The Insurance Council of British Columbia (ICoBC) published an order, suspending the life accident and sickness insurance agent’s license for David Jonathan Pennoyer, for a period of two years over allegations that he recommended and attempted to facilitate an insurance investment for an elderly client that was not in the client’s best interest “and brought into question the Licensee’s competency as a life and accident insurance agent.”
The ICoBC order states that evidence shows Pennoyer attempted to take advantage of an elderly, unsophisticated client who put his complete trust and faith in him. The complainant was reportedly 89 years old and living in an assisted living facility when he met Pennoyer. Prior to living in the facility, the complainant had been evicted from a previous residence, the landlord of which was a friend of the licensee and a licensed life agent, himself.
Documents allege that Pennoyer met with the complainant under the pretense of delivering mail that the landlord didn’t want to deliver himself because of the animosity surrounding the complainant’s eviction. “Given his stated practice of returning the mail (to sender), the landlord had no explanation as to why a single letter (reportedly from a hearing aid company) needed to be hand delivered,” the council says in its order.
Agreed to invest almost all of his money in a seg fund
During the course of several visits with the complainant, the complainant agreed to invest $600,000, almost all of his money, into a segregated fund with the licensee. The agent also accepted a five per cent front loaded commission.

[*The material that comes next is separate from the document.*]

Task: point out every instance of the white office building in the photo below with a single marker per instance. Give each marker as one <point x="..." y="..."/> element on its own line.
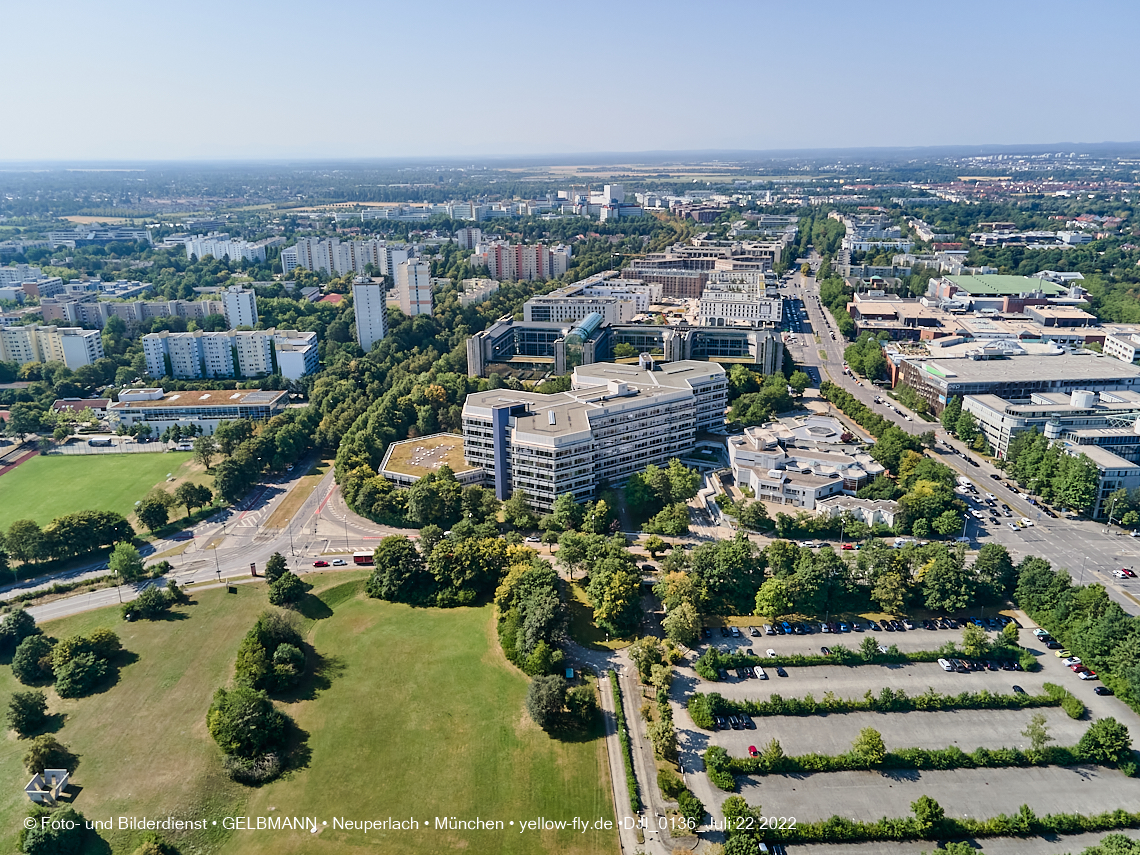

The complainant, meanwhile, had his money in three different accounts. The licensee reportedly drove the complainant to various banks to amalgamate the funds, and process two payments totaling $600,000, payable to the agency in trust to purchase the segregated fund. The transactions left no money in his account to pay the assisted living facility’s fees.
Bank teller and a manager questioned the transactions
“While at the bank, a teller and a manager began to question the transactions and the nature of the relationship between the licensee and the complainant and eventually asked the licensee to leave,” the report states. The bank manager told council that the teller in this incident observed that the complainant appeared confused, unable to respond to her questions and kept asking the licensee, Pennoyer, how he should respond.
After leaving the bank the complainant was reportedly hesitant to sign forms following his conversation with the bank’s manager. When the licensee began to pack up, telling the complainant that he was going back to Alberta, the complainant agreed to sign the forms.
More, the licensee then emailed the complainant’s power of attorney to say that he was the president of a Christian ministry and was assisting the complainant with an investment and choice of beneficiary. “He did not, however, advise the nephew that he was a life agent representing the agency, nor did he send the email from a business address. Emails were sent from the licensee’s personal email account.”
Complainant contacted the RCMP
Immediately following, the complainant contacted the RCMP to say he believed he had been defrauded. “The RCMP constable advised council’s investigator that the licensee contacted the complainant to have him lift the freeze so the transfers totaling $600,000 could go through. The constable advised that when the complainant refused, the licensee began sending invoices of $3,000 for his services.
Under the council’s intended decision, Pennoyer’s license will be suspended for two years and must be supervised for an additional two years following his suspension. He must also pay council’s costs of $2,812.50 and complete an ethics course in elder planning before October 2019.